Oil between $110 and $120 a barrel is a major pain for consumers, and every policymaker, including US President Joe Biden, or a group of nations like the G7, is calling on OPEC+ to increase production.
The new dilemma for OPEC+ is whether to give in to mounting pressure and increase supply, thereby sacrificing the precious little spare capacity the world has. Alternatively, the group could stick to their guns, keep that spare capacity intact, and let an economic slowdown or recession solve the problem of soaring oil prices on the demand side.
The dilemma was front and center for analysts months ahead of this week’s meeting of the OPEC+ group, which is expected to approve a production increase of 648,000 bpd for August, as decided at the meeting in early June. At the time, OPEC+ decided to speed up its monthly oil production rises and redistributes the projected rise in September also into July and August, with increases of 648,000 bpd in each of the two months.
Thus, the outcome of the 9.7 million bpd cuts that began in May 2020 will have ended in August, a month earlier than expected two years ago. The final phase of the 2020 OPEC+ deal has attracted less attention than the big question: what’s next?
Major consuming nations are pushing for more supplies from OPEC+. Even President Biden – desperate to see relief for American drivers ahead of the midterm elections – has turned his back on Saudi Arabia and is expected to visit the Kingdom next month, which he says is during the election campaign. , would be treated as an “outcast”. declared during his presidency. But US gasoline prices at $5 a gallon and the loss of some Russian supply caused President Biden to reconsider and meet with Crown Prince Mohammed bin Salman.

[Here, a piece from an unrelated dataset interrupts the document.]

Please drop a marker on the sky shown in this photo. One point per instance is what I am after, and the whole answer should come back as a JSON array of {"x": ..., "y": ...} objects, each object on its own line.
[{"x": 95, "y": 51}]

Saudi Arabia, for its part, has little oil to spare. The Kingdom’s production target for August will be close to 11 million bpd. This is a level rarely achieved, and not for an extended period of time. The record Saudi production was in April 2020 at 11.550 million bpd, according to secondary OPEC sources. But it was a one-time event when Saudi Arabia and Russia engaged in a brief war for market share in March and April 2020 before clinching the deal for the record cuts amid global lockdowns. related to COVID and a collapse in consumption.
It is therefore uncertain whether the Saudis have the capacity to pump 11 million bpd or more sustainably. It is even less certain that the Kingdom can quickly tap into the 12.2 million bpd production capacity it claims to have. No one has ever seen Saudi Arabia produce more than 11.5 million bpd on average for an entire month.
Analysts believe that the Kingdom and the United Arab Emirates (UAE) are the only producers with some spare capacity. In reality, no one really knows. Earlier this week, French President Emmanuel Macron told President Biden that oil production from the United Arab Emirates and Saudi Arabia approaching its limit.
Nigeria, one of the OPEC members that has struggled the most with pumping to the target in recent months, also says spare capacity is low.
“Some people think the prices are a little high and expect us to pump a little more, but at the moment there is really little extra capacity,” Nigeria’s oil minister said last week. Timipre Sylva, quoted by Bloomberg.
Low levels of spare capacity in OPEC+ suggest that the group, or at least Saudi Arabia and the United Arab Emirates, may not want to increase production, even if they are able to. With higher production levels untested for an extended period, spare capacity will disappear and the world will be a blockade in Libya or a major hurricane in the Gulf of Mexico away from another major oil price spike.